Think the deficit debate ended with the agreement to raise the debt ceiling? Think again. Congress is, in fact, just getting started. And some education advocates worry there are many, many opportunities along the way to slash K-12 spending.
Those who followed the debt ceiling deal probably remember that it set up a “super committee” of 12 lawmakers (three Senate Democrats, three Senate Republicans, three House Republicans, and three House Democrats) who will be charged with drafting legislation to cut at least $1.2 trillion out of the deficit over the next 10 years. They have until November 23 to come up with a plan and then lawmakers can pass it, or reject it, without getting a chance to make changes.
Folks have been waiting with bated breath to find out who, exactly, is on this so-called super committee. And education advocates probably broke open the champagne when they heard that Sen. Patty Murray, D-Wash., was going to co-chair.

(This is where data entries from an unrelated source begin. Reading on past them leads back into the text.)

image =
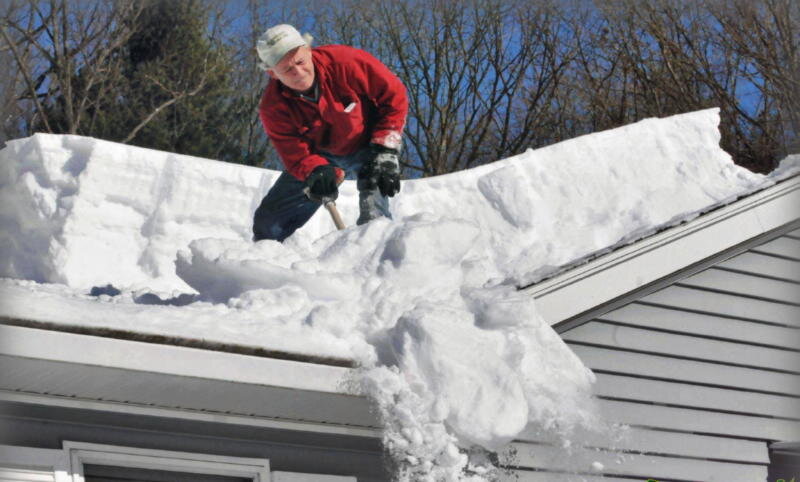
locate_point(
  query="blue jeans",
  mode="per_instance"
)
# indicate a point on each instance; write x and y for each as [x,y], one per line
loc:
[286,208]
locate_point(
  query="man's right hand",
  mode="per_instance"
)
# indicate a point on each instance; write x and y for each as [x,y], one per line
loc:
[323,182]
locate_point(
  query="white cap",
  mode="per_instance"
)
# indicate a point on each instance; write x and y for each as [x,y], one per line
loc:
[276,42]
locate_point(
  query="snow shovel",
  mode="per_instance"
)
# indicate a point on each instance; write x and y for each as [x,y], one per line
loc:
[329,203]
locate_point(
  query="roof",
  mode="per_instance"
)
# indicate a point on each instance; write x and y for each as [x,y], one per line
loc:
[604,281]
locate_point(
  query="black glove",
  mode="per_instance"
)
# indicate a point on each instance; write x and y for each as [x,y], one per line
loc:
[322,183]
[380,170]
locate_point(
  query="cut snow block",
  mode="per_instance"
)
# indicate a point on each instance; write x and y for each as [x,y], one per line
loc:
[86,212]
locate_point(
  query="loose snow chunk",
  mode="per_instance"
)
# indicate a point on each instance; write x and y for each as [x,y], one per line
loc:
[426,303]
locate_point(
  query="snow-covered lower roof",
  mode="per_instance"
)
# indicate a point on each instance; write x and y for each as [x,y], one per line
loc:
[110,239]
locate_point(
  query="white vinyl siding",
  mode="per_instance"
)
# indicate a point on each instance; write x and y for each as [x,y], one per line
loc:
[706,372]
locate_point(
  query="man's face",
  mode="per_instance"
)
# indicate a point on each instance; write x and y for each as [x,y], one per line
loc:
[295,70]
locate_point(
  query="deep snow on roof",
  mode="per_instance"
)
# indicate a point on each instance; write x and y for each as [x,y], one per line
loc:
[427,301]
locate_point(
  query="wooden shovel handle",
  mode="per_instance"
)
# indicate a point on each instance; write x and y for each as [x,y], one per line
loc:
[337,219]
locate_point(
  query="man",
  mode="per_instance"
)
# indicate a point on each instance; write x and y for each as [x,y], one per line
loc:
[328,111]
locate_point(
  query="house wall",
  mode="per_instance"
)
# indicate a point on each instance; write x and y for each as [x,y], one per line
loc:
[705,372]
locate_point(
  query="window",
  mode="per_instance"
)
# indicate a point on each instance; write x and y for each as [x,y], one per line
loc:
[106,463]
[784,462]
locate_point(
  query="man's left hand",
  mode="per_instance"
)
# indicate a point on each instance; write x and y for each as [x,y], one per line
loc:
[381,170]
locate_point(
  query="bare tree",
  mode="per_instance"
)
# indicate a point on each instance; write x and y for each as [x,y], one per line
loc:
[64,50]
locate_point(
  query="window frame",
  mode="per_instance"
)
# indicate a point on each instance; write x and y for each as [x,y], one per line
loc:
[80,453]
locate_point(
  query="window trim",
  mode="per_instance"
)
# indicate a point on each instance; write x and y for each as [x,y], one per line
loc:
[79,453]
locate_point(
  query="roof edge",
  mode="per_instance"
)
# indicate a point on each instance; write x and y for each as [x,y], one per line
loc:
[606,282]
[63,347]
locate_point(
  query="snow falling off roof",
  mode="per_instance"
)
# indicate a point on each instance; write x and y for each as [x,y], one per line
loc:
[454,355]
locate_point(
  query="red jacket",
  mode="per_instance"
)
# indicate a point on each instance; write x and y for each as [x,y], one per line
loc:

Murray, a former teacher, has been one of the most ardent supporters of K-12, early childhood education, and other programs that benefit kids, education lobbyist extraordinaire Joel Packer, the executive director of the Committee for Education Funding, told me.
“We are very comforted having [Sen.] Patty Murray on there,” he said.
So who else is on?: It’s a definite mix of folks from different backgrounds and perspectives. Murray’s co-chair is Rep. Jeb Hensarling, R-Texas, a staunch conservative. Other Senate members include: Sens. Max Baucus, D-Mont., John Kerry, D-Mass., John Kyl, R-Ariz, Rob Portman, R-Ohio (former head of the Office of Management and Budget, considered somewhat moderate), and Pat Toomey, R-Pa., the former president of the Club for Growth, which advocates for lower taxes.
Other House members include Rep. Fred Upton, R-Mich., the chairman of the committee that oversees health policy, and Rep. Dave Camp, R-Mich., the chairman of the committee that oversees tax policy. The House Democrats haven’t been tapped yet. UPDATE: Reps. Xavier Becerra of California, James Clyburn of South Carolina, and Chris Van Hollen of Maryland will be the House Democrats on the committee.
Why should educators care about the committee’s work? The committee has a broad, broad task ahead and very few rules on how to do it. So, theoretically, they could take a close look at the Department of Education’s budget. But very, very few folks think they will get down to that level of detail. Instead, they’re more likely to make recommendations on the Pell grant program (which provides money to help low-income kids go to college) and the student lending program.
But, if the committee can’t reach agreement (or Congress rejects their plan) some draconian cuts kick in. In fact, the Center for Budget and Policy Priorities is predicting an across-the-board cut of 9 percent, if the committee doesn’t come up with a viable alternative. That’s roughly a $4 billion slice out of the department’s budget, Packer said.
To put that number in perspective, in the first year, Race to the Top was funded at about $4 billion. And think of how hard states fought for just a piece of that.
“There’s a sledge hammer that’s going to hit us,” if the committee doesn’t succeed, Packer said.